WHEN he was in his late 40s, Bill Buford, founding editor of Granta magazine, author of "Among the Thugs" (a book about soccer hooliganism) and former fiction editor of the New Yorker (where he is now a staff writer), went to Italy to apprentice himself to Tuscany's most famous butcher, Dario Cecchini. Buford arrived in the remote hill town of Panzano on a Sunday afternoon and found the butcher shop full of customers drinking and eating free samples of pig fat. His mentor-to-be spotted him in the crowd and immediately began intoning Dante: "Midway through the road of life, I found myself in a dark wood, on a lost road."
This butcher knew a midlife crisis when he saw one.
"Heat: An Amateur's Adventures as Kitchen Slave, Line Cook, Pasta-Maker, and Apprentice to a Dante-Quoting Butcher in Tuscany" is the literary outcome of Buford's vertical plunge into the world of professional cooking and food writing. Exuberant, hilarious, glorying in its rich and arcane subject matter, "Heat" is Plimpton-esque immersion journalism -- an amateur bumbling among the adepts -- but it also has much in common with spiritual autobiography, especially that genre in which the student's epiphanies are generously interspersed with drudgery, abasement and humiliation at the hands of mercurial, possibly crazy gurus.
Buford's Virgil on his journey is Mario Batali, a.k.a. Molto Mario of Food Network fame, the red-haired cooking genius of superhuman appetites. Five or six years ago -- the book's chronology is annoyingly murky -- Buford, an amateur but enthusiastic home cook, had invited Batali to his home for dinner and concluded "that he was an insane, eccentric wild man ... that is, a perfect subject for a New Yorker profile."

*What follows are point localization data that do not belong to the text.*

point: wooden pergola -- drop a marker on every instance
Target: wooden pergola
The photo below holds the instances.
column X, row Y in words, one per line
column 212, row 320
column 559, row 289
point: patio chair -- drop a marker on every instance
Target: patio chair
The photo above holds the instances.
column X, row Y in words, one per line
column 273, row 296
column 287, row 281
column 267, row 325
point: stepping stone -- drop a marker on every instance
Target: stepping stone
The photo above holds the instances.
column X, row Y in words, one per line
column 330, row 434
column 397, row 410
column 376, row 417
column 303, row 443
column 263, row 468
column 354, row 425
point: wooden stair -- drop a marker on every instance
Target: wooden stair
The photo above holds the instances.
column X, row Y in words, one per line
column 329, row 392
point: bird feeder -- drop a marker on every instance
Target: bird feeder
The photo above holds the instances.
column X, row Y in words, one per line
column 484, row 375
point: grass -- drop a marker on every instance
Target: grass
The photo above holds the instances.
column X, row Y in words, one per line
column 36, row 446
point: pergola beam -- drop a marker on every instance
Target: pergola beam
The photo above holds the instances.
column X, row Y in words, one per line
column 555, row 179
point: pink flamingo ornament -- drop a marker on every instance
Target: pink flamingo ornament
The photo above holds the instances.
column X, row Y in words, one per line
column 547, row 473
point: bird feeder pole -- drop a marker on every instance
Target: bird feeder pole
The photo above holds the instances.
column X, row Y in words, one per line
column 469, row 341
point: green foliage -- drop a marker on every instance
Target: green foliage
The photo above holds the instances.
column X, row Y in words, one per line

Unable to find a writer for the profile -- one somehow doubts he tried all that hard -- Buford took on the task. "I ... suspected, correctly, that I might be able to use the assignment to get into Mario's kitchen." Indeed, he worked in the kitchen at Babbo, Batali's flagship Italian restaurant in Manhattan, for six months. The two-part Batali profile appeared in August 2002; two months later, haunted by the fact that he'd been on the verge of discovering something "about food, about myself," Buford left his desk job and returned to the Babbo kitchen -- thus going from "a day spent sitting down to one spent standing up," to learn "a knowledge not found in books."